We take an iterative or evolutionary view of our web site: because our needs will change over time, new modules and services must be added to the site. This will provide more and better choices to visitors to the site, and more answers to their spatial analysis needs. We anticipate increasing quality in each module with time - as we teach from a module, or as we get feedback from other users, we will incorporate the changes in our site. We hope that friends of the site will also provide additional modules.
Module development is thus continuous: we are in the process of improving modules by adding on-line quizzes, which permit students to test themselves on their assimilation of the material. Modules are being redesigned to allow the student to dig progressively deeper into the concepts, with a range of treatment from the superficial to the profound. Furthermore, in addition to improving old modules, we are developing new modules, giving teachers a wider choice of materials to include in their own courses. More student-inspired modules will be created (based on their needs), as we continue to expand the range of projects attempted, and analyses indicated.
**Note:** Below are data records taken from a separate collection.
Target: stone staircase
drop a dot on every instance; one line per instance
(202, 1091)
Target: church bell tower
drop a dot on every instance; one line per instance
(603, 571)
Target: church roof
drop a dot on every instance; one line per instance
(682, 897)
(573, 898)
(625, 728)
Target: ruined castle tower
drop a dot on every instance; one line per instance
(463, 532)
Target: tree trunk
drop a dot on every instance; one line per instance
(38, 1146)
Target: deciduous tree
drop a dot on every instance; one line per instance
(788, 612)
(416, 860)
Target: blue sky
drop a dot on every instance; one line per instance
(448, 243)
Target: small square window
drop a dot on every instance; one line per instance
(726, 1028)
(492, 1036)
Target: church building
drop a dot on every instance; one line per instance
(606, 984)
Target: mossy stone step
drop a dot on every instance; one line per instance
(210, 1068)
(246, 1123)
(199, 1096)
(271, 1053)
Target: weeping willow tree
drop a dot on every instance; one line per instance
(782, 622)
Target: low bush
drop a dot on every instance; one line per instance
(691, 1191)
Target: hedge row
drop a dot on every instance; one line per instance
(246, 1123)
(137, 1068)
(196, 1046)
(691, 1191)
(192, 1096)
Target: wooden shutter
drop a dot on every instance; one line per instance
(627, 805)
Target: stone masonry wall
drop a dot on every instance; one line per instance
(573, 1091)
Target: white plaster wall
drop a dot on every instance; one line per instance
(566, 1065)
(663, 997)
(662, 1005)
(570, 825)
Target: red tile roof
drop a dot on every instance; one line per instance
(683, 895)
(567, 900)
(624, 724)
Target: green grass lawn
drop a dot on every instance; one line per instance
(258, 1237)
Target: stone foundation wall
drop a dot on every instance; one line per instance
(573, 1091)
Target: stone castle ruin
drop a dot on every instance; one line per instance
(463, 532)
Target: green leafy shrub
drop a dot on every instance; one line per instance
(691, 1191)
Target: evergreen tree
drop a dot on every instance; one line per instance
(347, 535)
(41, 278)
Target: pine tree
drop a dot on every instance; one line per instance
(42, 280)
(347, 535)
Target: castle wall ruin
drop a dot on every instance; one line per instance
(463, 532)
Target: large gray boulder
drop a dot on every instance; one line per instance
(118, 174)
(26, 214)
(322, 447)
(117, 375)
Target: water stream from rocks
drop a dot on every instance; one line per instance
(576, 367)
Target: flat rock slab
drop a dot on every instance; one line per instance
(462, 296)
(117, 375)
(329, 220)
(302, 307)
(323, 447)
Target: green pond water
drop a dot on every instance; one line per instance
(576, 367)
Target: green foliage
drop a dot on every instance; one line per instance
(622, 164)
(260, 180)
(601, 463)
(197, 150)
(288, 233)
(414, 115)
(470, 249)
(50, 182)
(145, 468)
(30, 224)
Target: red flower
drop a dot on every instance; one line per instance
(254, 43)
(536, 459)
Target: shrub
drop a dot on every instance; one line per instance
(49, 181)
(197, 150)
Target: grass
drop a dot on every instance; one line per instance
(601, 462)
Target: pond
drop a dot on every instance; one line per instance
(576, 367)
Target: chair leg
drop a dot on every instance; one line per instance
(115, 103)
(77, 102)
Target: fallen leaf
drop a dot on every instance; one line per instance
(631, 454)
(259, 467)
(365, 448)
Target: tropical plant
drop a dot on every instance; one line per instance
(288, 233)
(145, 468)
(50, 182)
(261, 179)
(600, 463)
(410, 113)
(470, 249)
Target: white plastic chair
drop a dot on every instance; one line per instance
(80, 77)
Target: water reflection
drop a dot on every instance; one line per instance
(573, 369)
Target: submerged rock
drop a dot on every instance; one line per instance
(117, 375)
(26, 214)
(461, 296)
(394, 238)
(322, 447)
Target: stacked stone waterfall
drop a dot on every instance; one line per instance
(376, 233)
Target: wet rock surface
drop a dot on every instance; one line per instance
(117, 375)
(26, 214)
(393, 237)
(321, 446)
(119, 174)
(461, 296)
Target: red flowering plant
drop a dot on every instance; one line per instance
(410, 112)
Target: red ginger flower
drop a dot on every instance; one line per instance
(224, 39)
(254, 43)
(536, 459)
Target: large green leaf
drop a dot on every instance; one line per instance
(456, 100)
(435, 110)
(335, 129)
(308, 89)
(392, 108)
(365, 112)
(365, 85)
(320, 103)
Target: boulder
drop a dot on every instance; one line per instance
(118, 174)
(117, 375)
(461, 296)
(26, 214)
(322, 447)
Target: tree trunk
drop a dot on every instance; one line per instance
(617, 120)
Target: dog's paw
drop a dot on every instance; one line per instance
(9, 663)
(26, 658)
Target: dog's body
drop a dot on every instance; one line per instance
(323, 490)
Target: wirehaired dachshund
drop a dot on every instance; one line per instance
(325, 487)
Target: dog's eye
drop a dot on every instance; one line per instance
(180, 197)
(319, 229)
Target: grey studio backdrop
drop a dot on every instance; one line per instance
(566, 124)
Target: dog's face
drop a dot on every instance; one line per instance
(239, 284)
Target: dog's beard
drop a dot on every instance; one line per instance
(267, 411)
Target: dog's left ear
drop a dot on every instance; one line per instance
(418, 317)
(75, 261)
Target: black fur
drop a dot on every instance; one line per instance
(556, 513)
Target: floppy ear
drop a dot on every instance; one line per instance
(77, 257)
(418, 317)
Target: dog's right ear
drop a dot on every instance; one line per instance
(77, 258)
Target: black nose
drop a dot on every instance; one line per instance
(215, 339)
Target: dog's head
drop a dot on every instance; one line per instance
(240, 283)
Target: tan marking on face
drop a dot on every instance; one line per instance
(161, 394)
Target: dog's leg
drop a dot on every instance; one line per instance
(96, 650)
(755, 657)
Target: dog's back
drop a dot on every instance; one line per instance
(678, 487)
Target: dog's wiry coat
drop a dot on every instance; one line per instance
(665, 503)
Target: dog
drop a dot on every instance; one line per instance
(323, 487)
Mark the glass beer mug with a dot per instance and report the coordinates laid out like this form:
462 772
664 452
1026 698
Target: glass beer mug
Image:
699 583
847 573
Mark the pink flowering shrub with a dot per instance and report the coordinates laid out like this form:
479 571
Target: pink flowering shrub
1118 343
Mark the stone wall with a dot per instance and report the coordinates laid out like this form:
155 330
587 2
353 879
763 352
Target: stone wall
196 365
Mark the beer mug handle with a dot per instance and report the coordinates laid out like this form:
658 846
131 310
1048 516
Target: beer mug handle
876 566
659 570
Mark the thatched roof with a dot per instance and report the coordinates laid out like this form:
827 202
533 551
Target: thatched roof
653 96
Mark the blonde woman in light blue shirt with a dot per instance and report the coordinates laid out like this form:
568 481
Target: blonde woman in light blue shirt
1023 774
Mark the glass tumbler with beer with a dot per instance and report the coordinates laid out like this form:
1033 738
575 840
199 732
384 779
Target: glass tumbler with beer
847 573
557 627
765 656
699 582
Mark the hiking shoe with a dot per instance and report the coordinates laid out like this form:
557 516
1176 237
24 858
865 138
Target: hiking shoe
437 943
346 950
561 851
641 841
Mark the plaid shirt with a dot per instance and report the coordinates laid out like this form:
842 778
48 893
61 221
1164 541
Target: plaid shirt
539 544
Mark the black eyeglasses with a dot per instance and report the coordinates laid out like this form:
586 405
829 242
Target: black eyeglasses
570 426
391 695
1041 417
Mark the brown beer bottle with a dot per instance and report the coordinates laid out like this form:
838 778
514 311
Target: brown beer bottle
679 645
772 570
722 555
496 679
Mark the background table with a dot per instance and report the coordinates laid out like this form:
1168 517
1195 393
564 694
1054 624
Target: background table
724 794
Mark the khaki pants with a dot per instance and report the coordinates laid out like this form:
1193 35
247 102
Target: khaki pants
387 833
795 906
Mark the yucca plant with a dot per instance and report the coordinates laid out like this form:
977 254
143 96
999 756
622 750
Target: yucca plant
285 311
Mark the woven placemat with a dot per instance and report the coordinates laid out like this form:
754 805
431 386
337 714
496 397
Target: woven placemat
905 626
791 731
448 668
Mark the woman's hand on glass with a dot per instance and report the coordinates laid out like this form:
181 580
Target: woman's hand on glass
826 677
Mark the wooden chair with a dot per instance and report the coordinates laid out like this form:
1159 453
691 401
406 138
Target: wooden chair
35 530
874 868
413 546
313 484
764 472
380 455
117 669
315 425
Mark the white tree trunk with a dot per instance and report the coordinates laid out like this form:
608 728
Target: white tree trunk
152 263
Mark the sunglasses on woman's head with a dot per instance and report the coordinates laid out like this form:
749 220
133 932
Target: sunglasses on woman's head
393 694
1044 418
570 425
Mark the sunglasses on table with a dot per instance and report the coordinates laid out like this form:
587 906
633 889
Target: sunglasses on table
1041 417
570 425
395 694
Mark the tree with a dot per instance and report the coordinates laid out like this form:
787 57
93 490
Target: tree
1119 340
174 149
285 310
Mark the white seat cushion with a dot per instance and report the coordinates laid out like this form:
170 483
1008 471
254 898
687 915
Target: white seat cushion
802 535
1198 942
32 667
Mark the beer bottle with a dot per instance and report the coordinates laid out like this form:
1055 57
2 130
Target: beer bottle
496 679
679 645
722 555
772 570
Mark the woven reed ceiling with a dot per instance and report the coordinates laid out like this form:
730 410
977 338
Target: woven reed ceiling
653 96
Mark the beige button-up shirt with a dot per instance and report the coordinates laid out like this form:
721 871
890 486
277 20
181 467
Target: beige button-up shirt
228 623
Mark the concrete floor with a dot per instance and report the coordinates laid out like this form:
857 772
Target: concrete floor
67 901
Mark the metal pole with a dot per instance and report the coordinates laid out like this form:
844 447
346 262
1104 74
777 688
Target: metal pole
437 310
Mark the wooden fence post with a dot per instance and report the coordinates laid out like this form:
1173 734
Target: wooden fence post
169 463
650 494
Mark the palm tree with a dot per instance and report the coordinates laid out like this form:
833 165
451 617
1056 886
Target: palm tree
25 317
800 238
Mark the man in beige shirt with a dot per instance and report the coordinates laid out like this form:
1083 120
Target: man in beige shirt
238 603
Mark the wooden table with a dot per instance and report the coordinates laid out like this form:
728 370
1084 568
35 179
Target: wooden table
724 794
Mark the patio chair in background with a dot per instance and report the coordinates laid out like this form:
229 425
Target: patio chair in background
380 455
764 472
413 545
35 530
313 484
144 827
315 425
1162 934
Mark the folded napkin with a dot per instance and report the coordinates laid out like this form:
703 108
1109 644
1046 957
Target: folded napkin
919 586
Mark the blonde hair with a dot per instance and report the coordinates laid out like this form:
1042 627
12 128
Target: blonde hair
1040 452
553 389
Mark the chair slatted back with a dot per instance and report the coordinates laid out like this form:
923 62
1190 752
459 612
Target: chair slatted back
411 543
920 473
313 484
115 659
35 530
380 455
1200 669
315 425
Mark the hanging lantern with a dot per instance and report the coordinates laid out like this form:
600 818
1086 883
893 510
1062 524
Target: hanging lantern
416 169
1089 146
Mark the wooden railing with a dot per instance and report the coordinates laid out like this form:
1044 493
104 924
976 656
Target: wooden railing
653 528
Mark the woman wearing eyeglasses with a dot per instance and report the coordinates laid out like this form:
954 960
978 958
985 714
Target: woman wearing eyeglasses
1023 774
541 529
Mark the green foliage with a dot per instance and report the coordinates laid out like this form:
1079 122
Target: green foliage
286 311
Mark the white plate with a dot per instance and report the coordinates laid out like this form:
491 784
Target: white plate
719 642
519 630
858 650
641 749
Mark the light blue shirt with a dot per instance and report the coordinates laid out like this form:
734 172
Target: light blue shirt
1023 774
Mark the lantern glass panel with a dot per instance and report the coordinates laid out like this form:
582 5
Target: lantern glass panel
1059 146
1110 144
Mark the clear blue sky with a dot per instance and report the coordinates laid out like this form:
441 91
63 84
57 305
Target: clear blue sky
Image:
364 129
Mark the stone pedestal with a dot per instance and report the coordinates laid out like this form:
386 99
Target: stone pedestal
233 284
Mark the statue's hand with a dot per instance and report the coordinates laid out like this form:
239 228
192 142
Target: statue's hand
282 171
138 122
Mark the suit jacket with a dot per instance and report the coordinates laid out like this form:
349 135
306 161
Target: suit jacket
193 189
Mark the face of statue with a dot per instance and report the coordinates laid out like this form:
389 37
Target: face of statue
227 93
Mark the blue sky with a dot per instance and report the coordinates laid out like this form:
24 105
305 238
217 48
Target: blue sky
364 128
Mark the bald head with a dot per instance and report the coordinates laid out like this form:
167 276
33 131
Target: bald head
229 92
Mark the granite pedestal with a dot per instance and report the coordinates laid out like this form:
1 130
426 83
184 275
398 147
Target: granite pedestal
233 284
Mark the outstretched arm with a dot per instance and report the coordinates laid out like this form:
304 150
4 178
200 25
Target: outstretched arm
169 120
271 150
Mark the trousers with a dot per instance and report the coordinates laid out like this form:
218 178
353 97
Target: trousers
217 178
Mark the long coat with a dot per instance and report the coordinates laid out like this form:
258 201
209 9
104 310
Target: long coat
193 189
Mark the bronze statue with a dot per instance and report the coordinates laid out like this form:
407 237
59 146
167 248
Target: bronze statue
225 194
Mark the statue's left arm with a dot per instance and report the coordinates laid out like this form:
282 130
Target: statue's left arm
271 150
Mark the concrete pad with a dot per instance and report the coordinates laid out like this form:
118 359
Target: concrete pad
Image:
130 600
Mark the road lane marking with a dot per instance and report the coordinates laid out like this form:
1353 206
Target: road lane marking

This will go hand-in-hand with an expansion of the range of presentations on the web, which will provide grist for the mills of students seeking to explore and analyze their own data in new and spatial/temporal ways.
As an example of a new module developing in response to formerly unmet needs, we are creating a module concerning Hierarchical spatial models; it is being developed with GeoMed Consultant Dr. Dan Griffith, of Syracuse University. As an example of a new service, we are developing an on-line math tutor - an on-line resource to mathematics that epidemiologists and public health professionals find essential. One of the most serious skills lacking in our pool of students was mathematical sophistication, and we seek to address that need.
In the meantime, we approach the next year with a complete course in hand, one which will evolve with us as we increase our own knowledge and as we seek to ``...provide students with the knowledge, theory, and methodological skills for analyzing and interpreting the spatial patterns of various diseases in order to elucidate underlying exposure processes giving rise to the observed patterns.'' In this late stage of our grant we hope to begin increasing our distribution of the materials and the site. It is our great hope that many others will find our site worthy of a visit, and perhaps even an extended stay, as the richness of the site continues to grow.